Two respected scientific journals today reported that Chinese researchers have created baby mice out of induced pluripotent stem cells (“iPSCs”), an advance that raises difficult ethical questions and could reignite the culture-war battles over stem cell research that have subsided over the last two years.
Many conservatives oppose human embryonic stem cell (hESC) research, and President George W. Bush severely limited its funding, because the five-day old embryos (called blastocysts) that are used are living organisms and, if implanted into a uterus, could mature into people. Although President Obama lifted the Bush funding restrictions, the NIH released new guidelines that are still solicitous of the discomfort many Americans feel about using blastocysts for medical research: the Obama administration will fund such research only if the blastocysts used are “extras” created in in vitro fertilization clinics and would otherwise be destroyed anyway. Want to create a blastocyst in a test tube in order to produce stem cells? Don’t look for federal funding, even from a Democratic administration.
The new federal regulations have provoked relatively little media attention, in part because most scientists have believed for the last year or two that hESCs are a transitional technology about to be overtaken by a newer one. In late 2007, scientists succeeded in reprogrammed ordinary adult skin cells (and other types of adult cells) into cells that seem to behave, for all practical purposes, like hESC cells. Scientists still aren’t sure that these new iPSCs will behave exactly the same as hESCs for purposes of medical research, but the available evidence looks good, and iPSCs have a number of advantages over hESCs. They are much easier to produce than hESCs, and unlike hESCs, iPSCs offer the potential of allowing scientists to one day use a patient’s own cells as the basis for creating a stem cell treatment that would not create problems of immune system rejection. And, of course, iPSCs do not come from embryos that could develop into a person, so iPSC research has met with widespread approval by conservatives who oppose hESC research.
But what now? If an iPSC can develop into a baby, just as a blastocyst can, why is it any less troubling to use iPSCs for medical research than it is to use hESCs? One possible response is that iPSCs can’t become people without human intervention, but the same can be said of the blastocysts created in test tubes that are used for hESC research, which need to be placed in a womb. A difference between iPSCs and blastocysts is that the latter have a new, unique genome, whereas the former have the same genome as their donor. But we don’t think identical twins are any less morally valuable because they lack a unique genome, and we wouldn’t think that a cloned person was not a person, just because she had the same genome as her genetic donor.

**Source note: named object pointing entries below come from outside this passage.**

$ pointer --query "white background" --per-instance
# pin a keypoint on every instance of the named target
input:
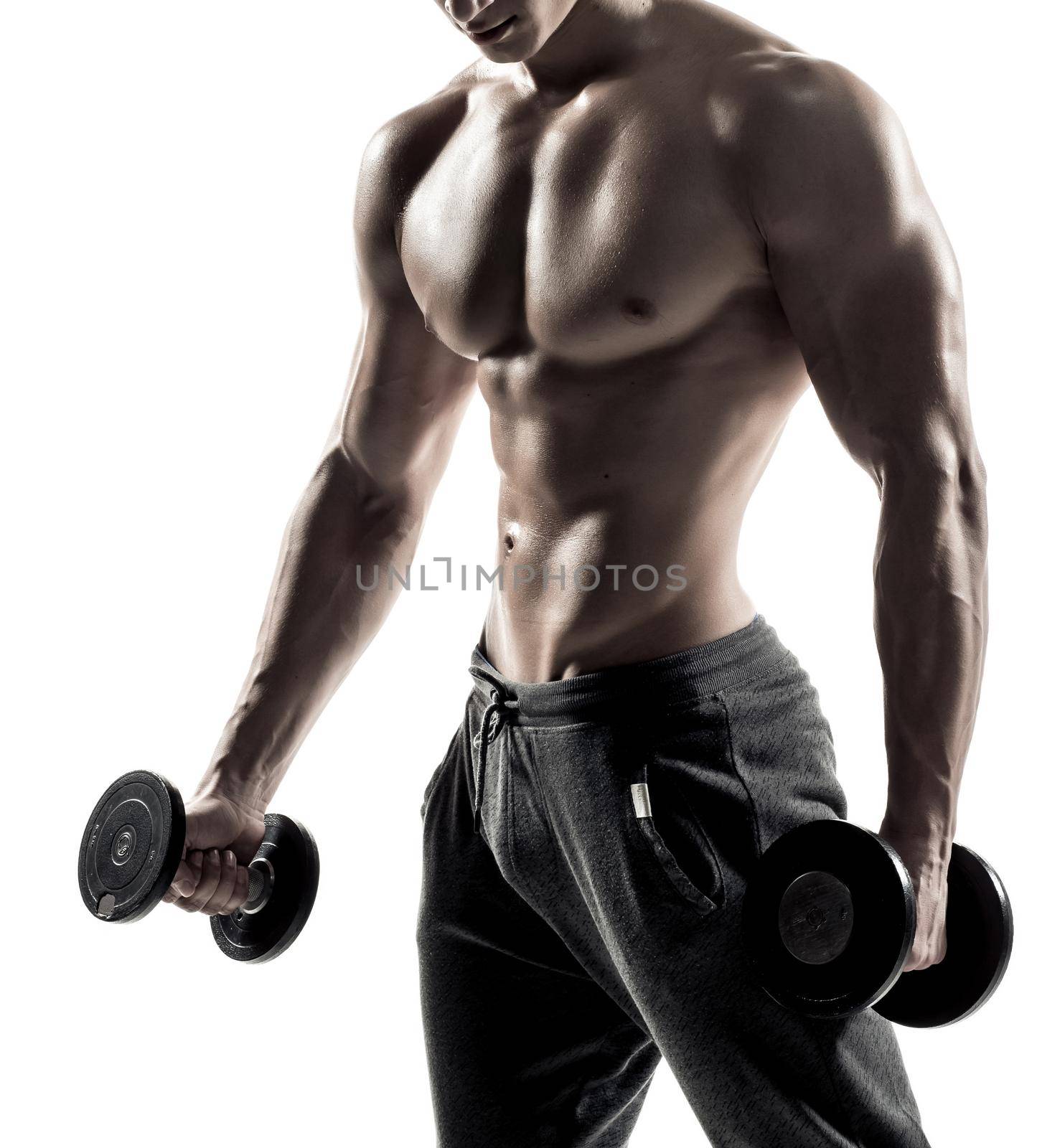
(177, 317)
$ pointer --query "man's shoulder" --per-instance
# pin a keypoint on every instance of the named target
(779, 98)
(403, 146)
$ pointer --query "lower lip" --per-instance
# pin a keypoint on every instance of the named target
(493, 34)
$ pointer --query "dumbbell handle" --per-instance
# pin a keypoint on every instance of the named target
(260, 884)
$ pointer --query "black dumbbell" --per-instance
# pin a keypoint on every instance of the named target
(135, 841)
(830, 918)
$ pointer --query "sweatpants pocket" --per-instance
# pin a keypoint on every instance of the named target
(685, 853)
(438, 772)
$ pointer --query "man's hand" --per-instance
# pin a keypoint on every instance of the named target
(929, 878)
(222, 839)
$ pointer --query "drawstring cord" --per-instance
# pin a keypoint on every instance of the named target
(488, 729)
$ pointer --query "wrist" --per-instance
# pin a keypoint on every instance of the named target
(231, 784)
(920, 841)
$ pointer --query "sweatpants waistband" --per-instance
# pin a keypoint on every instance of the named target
(671, 680)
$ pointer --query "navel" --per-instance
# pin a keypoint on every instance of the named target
(639, 310)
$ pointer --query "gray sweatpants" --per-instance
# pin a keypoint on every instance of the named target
(568, 936)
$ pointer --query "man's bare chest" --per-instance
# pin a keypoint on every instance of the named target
(601, 230)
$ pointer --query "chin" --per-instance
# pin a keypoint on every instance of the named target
(514, 49)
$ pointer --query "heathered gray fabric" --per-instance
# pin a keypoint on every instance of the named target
(566, 944)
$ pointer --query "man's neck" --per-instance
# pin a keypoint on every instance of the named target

My view is that today’s development underscores the logical problem with treating blastocysts as if they have the same moral worth as a person. If it seems implausible that we should treat every skin cell as if it were a person, this is because the foundation of personhood is not a human genome plus potential. There must be something more, whether it be a neuronal structure, sentience, consciousness, the ability to imagine a future, etc. But for the unconvinced — and especially those whose religious or ideological commitments make them opposed to any research using blastocysts — opposition to iPSC research might be the only internally consistent position to take.